Religious Leaders Discussing HIV/AIDS With Residents in China Arrested for ‘Illegal’ Gathering
Police on Monday arrested 29 religious leaders in China's Henan province for holding an "illegal religious gathering" that the U.S.-based China Aid Association said was meant to spur discussion about HIV/AIDS among local residents, the Associated Press reports. CAA on Wednesday in a news release said the religious leaders met to discuss assistance for HIV-positive residents who became infected through blood transfusions (Associated Press, 12/14). Hundreds of thousands of people in China in the early and mid-1990s contracted HIV through unsafe blood collection procedures. Although the country outlawed blood sales in 1998 and reduced the number of blood collection organizations operating in the country, about 350 such groups currently operate and allegedly remain motivated by profit. China's Ministry of Health last week announced new rules that will take effect in March and will "severely punish those responsible" for collecting and distributing untested blood that leads to people becoming infected with bloodborne diseases such as HIV (Kaiser Daily HIV/AIDS Report, 12/6). According to a police official who only provided his surname, Hu, the police received a report that "70 or 80 people were having an unauthorized [religious] gathering." He added, "Police went there and took some of them to the police station for questioning, but now they are all free" (Associated Press, 12/14). CAA on Wednesday confirmed that all of the leaders had been released on Tuesday "after intensive interrogations and heavy international media and U.S. government pressure" (BosNewsLife News, 12/14).

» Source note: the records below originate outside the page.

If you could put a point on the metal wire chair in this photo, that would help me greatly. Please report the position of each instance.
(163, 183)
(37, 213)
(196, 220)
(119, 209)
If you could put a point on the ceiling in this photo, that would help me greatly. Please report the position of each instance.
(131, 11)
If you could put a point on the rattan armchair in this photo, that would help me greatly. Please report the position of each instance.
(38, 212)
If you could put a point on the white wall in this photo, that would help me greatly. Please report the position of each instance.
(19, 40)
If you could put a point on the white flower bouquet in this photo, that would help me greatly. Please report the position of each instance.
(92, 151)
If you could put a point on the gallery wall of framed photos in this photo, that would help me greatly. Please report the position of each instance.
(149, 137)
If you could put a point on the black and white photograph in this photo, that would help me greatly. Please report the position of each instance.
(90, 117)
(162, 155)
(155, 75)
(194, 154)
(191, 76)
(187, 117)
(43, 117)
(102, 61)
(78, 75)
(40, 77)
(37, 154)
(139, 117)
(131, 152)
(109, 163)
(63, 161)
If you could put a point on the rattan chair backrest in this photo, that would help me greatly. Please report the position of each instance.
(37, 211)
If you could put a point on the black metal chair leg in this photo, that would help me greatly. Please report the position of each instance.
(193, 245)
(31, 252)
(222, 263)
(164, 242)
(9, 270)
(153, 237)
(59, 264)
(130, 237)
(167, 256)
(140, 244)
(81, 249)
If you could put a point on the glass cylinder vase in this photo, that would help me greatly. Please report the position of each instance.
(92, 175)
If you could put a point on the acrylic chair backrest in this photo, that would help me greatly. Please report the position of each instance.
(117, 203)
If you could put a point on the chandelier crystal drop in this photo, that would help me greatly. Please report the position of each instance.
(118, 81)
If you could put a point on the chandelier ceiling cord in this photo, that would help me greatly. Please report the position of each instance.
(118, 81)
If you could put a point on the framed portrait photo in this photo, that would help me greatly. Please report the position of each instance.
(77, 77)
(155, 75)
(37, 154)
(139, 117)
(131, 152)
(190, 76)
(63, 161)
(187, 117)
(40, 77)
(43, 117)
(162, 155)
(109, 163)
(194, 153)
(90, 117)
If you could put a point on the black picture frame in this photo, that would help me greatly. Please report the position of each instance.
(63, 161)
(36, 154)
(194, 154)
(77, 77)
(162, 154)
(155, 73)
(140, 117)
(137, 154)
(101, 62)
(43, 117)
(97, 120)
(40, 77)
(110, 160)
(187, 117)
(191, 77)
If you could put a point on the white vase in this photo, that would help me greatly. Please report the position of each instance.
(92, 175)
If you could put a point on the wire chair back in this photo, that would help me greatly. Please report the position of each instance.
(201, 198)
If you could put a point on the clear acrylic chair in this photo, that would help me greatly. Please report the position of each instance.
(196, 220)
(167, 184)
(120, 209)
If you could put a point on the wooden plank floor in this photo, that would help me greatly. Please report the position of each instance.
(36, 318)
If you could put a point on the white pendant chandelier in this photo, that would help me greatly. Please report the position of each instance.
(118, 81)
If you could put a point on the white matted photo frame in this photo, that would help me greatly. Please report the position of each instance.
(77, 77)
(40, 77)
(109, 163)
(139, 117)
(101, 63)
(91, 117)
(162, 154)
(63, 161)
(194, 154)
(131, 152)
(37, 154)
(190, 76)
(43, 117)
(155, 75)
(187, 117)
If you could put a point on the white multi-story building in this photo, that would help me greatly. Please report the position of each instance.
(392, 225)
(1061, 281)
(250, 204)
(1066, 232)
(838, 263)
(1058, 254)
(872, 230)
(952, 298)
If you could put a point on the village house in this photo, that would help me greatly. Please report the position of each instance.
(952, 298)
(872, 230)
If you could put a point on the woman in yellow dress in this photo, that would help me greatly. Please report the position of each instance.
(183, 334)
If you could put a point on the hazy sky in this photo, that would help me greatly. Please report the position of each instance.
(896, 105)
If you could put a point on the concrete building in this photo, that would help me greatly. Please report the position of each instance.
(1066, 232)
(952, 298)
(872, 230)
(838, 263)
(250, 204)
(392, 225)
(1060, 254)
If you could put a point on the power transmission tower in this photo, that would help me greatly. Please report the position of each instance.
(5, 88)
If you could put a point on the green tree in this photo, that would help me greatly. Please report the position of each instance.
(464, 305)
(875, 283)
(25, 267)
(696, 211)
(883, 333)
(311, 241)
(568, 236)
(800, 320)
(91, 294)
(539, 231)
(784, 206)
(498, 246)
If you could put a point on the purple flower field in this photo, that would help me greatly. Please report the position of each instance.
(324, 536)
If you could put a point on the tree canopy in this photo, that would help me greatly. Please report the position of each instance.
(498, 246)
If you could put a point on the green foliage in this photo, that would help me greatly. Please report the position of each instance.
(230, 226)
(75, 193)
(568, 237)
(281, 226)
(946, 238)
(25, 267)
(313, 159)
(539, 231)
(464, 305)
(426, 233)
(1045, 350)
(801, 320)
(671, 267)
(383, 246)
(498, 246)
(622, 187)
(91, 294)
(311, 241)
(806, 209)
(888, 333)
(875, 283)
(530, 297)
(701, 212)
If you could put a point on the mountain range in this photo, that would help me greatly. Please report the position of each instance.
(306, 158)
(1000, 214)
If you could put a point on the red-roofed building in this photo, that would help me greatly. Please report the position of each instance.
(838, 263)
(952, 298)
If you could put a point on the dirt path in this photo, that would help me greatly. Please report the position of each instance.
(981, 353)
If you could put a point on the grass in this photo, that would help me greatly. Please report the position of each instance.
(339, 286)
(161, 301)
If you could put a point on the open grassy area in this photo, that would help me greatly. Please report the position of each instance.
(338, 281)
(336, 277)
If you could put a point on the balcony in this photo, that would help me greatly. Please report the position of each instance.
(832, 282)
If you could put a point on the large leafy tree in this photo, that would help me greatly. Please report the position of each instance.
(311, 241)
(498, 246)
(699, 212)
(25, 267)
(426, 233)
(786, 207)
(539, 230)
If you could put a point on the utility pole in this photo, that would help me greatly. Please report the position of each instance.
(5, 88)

AIDS Patients Seen on TV With Chinese President Face Discrimination
Two AIDS patients who were seen on television with Chinese President Hu Jintao in November 2004 said they now face discrimination from neighbors and acquaintances in Shanxi province, Reuters/Yahoo! Asia News reports (Reuters/Yahoo! Asia News, 12/14). The president last year appeared on state-run television shaking hands with AIDS patients -- the first time a Chinese president has done so -- less than a week after Chinese Premier Wen Jiabao in a statement called for "greater, substantial efforts in creating public awareness about the issue and making strenuous efforts to curb the spread of HIV/AIDS" (Kaiser Daily HIV/AIDS Report, 12/2/04). According to a state newspaper, since Xiao Wei and Lao Ji, both pseudonyms, were shown repeatedly on television shaking hands with the president, residents of their village have harassed them and their families. "Local officials came to ask Xiao Wei's landlord to expel his family lest the whole village get infected," the newspaper said. Lao's wife, who is HIV-negative, said, "I cannot forgive them. It's as though we've been sentenced to death by the villagers" (Reuters/Yahoo! Asia News, 12/14).